Good place to locate Kibana\Watcher expert?

Karn_Griffen · March 16, 2020, 5:21pm

I'm looking for someone to help us understand and create Watcher alerts for Metricbeat data coming in. Basic alerting such as netowrk, disk, cpu, memory.

Is there a place in the community for this? Or does anyone have suggestions on outside locations where I could look?

Thanks,
KG

pjanzen · March 16, 2020, 6:26pm

Assuming you have a licence why not create a support request. Thats what I do when I need help...

Karn_Griffen · March 16, 2020, 7:47pm

This was their reply: "It looks like you are asking for assistance with configuring Watcher. As you are a Cloud Standard customer, we are able to assist you with break/fix issues on your ESS cluster. This question appears to be outside of this break/fix scope."

spinscale · March 17, 2020, 1:41pm

I can't help you finding an expert/consultant, but if you start writing your down your issue in a bit more detail, and probably also check out the examples alerting repo to get up and running that might be a first step towards a possible solution and more understanding.

And of course, there are Elastic commercial offerings like subscriptions, but I am not super sure, if you are after that.

Hope that helps!

Karn_Griffen · March 17, 2020, 5:02pm

I will post my Watch here.
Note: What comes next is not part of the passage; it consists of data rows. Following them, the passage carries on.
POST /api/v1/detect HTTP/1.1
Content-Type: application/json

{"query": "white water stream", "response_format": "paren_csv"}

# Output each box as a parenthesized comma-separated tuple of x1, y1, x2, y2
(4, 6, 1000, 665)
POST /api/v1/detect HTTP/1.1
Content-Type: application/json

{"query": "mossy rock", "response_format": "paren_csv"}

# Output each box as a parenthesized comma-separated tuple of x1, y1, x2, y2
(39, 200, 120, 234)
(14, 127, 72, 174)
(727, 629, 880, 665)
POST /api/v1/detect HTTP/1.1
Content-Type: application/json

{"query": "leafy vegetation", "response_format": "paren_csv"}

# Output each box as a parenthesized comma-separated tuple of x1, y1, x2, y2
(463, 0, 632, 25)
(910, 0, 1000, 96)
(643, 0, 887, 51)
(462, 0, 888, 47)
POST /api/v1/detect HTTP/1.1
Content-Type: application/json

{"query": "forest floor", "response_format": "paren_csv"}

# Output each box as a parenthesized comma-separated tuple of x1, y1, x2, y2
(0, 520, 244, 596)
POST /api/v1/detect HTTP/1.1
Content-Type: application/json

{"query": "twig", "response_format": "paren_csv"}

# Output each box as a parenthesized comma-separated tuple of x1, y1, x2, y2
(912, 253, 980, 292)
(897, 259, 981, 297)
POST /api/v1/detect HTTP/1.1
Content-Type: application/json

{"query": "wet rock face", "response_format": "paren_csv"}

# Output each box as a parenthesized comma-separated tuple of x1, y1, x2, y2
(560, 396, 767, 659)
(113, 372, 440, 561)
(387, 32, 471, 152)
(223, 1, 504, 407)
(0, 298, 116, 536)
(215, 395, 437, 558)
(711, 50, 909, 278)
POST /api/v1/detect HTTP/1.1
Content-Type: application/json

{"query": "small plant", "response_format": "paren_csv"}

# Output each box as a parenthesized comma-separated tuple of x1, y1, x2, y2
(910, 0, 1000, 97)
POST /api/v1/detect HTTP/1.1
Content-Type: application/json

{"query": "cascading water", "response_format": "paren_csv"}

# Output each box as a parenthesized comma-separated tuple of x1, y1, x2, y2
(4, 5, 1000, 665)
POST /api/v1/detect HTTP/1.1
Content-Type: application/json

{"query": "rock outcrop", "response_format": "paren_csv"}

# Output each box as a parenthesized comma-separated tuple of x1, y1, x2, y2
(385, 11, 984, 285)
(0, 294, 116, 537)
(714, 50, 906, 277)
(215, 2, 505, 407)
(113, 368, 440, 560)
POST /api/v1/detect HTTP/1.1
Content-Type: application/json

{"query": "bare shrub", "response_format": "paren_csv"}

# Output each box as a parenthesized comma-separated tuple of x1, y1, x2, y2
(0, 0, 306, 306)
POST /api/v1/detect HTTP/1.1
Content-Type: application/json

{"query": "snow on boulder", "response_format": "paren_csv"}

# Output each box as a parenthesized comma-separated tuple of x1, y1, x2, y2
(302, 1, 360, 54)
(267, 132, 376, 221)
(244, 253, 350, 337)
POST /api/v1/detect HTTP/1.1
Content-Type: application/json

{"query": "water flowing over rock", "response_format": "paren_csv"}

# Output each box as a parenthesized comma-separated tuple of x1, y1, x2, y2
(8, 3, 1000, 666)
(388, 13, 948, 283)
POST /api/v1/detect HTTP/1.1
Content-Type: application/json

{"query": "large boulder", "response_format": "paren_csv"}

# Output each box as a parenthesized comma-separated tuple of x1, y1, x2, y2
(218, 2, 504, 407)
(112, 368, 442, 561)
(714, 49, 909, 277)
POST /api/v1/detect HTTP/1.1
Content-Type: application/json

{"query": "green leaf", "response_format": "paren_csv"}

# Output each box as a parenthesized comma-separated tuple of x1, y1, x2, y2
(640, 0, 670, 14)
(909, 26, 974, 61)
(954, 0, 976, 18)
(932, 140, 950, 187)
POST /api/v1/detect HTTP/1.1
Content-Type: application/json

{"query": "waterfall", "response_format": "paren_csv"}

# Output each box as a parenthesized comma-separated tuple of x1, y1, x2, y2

This is running on Elastic Cloud, and I used the repo to get me started.

The purpose of this Watch was to alert when any disk volume is above 80%. It does not fire:

    {
      "trigger": {
    "schedule": {
      "interval": "5m"
    }
      },
      "input": {
    "search": {
      "request": {
        "search_type": "query_then_fetch",
        "indices": [
          "metricbeat-*"
        ],
        "types": [
          "filesystem"
        ],
        "rest_total_hits_as_int": true,
        "body": {
          "aggs": {
            "host": {
              "terms": {
                "field": "host.hostname",
                "order": {
                  "disk_usage": "desc"
                }
              },
              "aggs": {
                "disk_usage": {
                  "max": {
                    "field": "system.filesystem.used.pct"
                  }
                }
              }
            }
          },
          "query": {
            "bool": {
              "filter": [
                {
                  "range": {
                    "@timestamp": {
                      "gte": "now-{{ctx.metadata.window_period}}"
                    }
                  }
                },
                {
                  "range": {
                    "disk_usage": {
                      "gte": "{{ctx.metadata.threshold}}"
                    }
                  }
                }
              ]
            }
          }
        }
      }
    }
      },
      "condition": {
    "compare": {
      "ctx.payload.hits.total": {
        "gt": 0
      }
    }
      },
      "actions": {
    "email_me": {
      "throttle_period_in_millis": 60000,
      "email": {
        "profile": "standard",
        "from": "username@example.org",
        "to": [
          "myemail@myemail.com"
        ],
        "subject": "Disk Full",
        "body": {
          "html": "Some hosts are over {{ctx.payload.threshold}}% utilized:{{#ctx.payload.hosts}}{{disk_usage}}%-{{key}}:{{/ctx.payload.hosts}}"
        }
      }
    },
    "log": {
      "logging": {
        "level": "info",
        "text": "Some hosts are over {{ctx.payload.threshold}}% utilized:{{#ctx.payload.hosts}}{{disk_usage}}%-{{key}}:{{/ctx.payload.hosts}}"
      }
    }
      },
      "metadata": {
    "window_period": "15m",
    "threshold": 0.8
      },
      "transform": {
    "search": {
      "request": {
        "search_type": "query_then_fetch",
        "indices": [
          "log-events"
        ],
        "rest_total_hits_as_int": true,
        "body": {
          "query": {
            "match": {
              "status": "error"
            }
          }
        }
      }
    }
      }
    }

spinscale · March 17, 2020, 5:15pm

The output of the Execute Watch API would help a lot here.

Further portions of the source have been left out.